Potensi dana sosial keagamaan Indonesia lebih besar lagi dan belum termanfaatkan secara optimal. Akumulasi pengelolaan dana haji setiap tahunnya cukup besar, pada tahun 2015 mencapai Rp 73 triliun. Lalu potensi zakat, di luar infak dan sedekah mencapai Rp 11 triliun/tahun. Namun melalui Badan Amil Zakat Nasional (Baznas) baru terkumpul Rp 60 miliar/tahun, sedangkan yang dikelola lembaga-lembaga lain sekitar Rp 400 miliar/tahun.

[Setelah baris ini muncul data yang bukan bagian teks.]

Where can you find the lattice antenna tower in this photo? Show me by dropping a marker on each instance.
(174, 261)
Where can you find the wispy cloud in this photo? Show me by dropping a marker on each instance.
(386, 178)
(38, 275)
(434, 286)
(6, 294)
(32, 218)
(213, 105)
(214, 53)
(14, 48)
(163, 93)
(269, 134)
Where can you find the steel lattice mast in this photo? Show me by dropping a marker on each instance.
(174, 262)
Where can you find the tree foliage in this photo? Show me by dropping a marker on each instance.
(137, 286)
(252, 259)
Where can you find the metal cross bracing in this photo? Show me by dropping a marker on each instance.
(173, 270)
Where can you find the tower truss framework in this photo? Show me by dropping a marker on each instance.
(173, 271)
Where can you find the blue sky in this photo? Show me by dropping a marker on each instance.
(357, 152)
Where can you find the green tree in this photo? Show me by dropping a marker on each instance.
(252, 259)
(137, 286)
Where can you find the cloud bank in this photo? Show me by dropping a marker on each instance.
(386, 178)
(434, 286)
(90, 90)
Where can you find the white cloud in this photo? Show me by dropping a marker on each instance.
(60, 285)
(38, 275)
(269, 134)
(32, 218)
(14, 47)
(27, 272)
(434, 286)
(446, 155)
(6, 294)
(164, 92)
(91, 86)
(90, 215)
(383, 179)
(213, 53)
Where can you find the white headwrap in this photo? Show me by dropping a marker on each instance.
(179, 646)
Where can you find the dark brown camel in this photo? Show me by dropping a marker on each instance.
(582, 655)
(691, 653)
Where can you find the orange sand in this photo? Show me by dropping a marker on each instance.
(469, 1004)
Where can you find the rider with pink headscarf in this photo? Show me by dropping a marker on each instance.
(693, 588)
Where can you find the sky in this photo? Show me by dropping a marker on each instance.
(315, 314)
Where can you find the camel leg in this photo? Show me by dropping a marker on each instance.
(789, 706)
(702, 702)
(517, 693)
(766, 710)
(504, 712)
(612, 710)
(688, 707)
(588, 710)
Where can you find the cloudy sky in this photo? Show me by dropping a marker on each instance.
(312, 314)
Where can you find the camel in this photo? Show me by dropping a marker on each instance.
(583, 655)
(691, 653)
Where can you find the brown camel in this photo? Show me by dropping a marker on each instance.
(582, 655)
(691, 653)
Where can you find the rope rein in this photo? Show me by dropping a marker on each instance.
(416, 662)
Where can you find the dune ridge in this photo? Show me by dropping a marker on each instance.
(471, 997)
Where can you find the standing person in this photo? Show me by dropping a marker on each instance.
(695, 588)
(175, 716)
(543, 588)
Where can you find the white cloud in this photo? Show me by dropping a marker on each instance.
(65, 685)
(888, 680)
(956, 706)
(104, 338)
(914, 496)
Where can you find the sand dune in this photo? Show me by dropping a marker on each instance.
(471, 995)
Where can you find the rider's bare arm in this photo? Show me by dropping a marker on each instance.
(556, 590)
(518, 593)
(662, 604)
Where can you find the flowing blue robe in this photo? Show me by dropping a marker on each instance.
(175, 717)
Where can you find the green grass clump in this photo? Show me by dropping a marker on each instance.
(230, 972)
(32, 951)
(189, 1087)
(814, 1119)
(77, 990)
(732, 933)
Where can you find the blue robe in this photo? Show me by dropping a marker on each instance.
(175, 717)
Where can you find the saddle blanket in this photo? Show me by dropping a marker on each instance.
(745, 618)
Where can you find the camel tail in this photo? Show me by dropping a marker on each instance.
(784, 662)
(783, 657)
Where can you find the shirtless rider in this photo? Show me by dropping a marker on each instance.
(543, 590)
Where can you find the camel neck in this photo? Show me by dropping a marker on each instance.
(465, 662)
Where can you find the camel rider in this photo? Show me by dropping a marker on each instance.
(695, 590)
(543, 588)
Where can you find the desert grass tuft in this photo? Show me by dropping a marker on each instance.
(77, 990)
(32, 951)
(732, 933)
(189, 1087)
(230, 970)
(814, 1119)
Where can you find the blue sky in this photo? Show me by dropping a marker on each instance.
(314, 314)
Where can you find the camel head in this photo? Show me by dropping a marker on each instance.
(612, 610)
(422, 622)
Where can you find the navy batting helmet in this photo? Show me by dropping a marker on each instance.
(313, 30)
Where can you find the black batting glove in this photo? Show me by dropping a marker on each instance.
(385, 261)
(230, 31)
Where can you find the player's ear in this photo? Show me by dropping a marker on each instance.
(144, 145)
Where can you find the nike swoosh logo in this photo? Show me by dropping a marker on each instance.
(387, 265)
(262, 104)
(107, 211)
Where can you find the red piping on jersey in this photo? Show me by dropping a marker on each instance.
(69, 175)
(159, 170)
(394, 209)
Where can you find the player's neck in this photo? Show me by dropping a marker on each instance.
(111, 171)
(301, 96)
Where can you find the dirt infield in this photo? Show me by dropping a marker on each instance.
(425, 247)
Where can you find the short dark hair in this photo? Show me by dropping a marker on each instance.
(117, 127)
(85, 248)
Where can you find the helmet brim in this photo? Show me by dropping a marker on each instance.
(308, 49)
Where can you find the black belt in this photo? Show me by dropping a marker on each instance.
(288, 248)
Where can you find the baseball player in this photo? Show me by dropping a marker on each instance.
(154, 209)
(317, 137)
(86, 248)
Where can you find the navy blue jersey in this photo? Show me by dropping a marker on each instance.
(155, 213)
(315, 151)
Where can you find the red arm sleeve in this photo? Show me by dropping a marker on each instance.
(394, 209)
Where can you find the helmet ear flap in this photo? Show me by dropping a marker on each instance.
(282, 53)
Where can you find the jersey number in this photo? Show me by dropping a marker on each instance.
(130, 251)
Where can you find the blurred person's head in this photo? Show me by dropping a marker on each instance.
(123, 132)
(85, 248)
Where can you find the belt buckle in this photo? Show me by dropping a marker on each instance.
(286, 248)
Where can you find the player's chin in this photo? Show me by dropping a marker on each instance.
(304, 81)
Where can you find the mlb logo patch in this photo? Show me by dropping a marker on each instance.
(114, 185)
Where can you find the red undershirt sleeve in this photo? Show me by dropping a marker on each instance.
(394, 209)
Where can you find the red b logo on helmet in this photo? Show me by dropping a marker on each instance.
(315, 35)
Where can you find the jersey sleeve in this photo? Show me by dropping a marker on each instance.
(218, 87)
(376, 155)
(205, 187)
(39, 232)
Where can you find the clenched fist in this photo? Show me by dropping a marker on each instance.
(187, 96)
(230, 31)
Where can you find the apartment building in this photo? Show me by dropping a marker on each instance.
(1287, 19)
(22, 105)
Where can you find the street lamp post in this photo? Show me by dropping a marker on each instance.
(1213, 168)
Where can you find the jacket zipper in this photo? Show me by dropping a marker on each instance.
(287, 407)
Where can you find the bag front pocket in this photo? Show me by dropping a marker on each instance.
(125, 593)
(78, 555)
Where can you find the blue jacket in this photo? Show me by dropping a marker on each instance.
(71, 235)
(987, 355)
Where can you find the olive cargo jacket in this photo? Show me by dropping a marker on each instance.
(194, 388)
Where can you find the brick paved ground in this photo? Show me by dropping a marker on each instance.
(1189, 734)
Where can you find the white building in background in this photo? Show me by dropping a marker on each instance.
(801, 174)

Selanjutnya potensi wakaf sekitar Rp 377 triliun dan tanah wakaf seluas 4,1 miliar m2. Saat ini yang terkelola baru sekitar Rp 13 miliar. Sehingga potensi dana sosial keagamaan tersebut masih memerlukan lembaga yang mampu mengelola untuk kemaslahatan umat dan pembangunan ekonomi nasional.

Menanggapi paparan Sofyan Djalil tersebut, Ketua Umum Keluarga Besar PII Nasrullah Larada menyatakan KB PII yang memiliki jaringan di tingkat nasional hingga daerah siap memobilisasi masyarakat untuk mengembangkan pendirian Bank Syariah Indonesia. Sudah saatnya umat Islam sebagai mayoritas memiliki kebanggaan dengan berdirinya bank syariah Indonesia.

Nasrullah menambahkan adalah naif jika melihat kenyataan perkembangan bank syariah di Indonesia. Market share perbankan syariah hanya 3-4 persen di tengah mayoritas muslim Indonesia yang lebih dari 80 persen. "Jika Bank Syariah Indonesia ini didirikan, tahap awal kita akan memobilisasi umat Islam dengan gerakan satu juta rekening di Bank Syariah sebagai bentuk dukungan," ujarnya.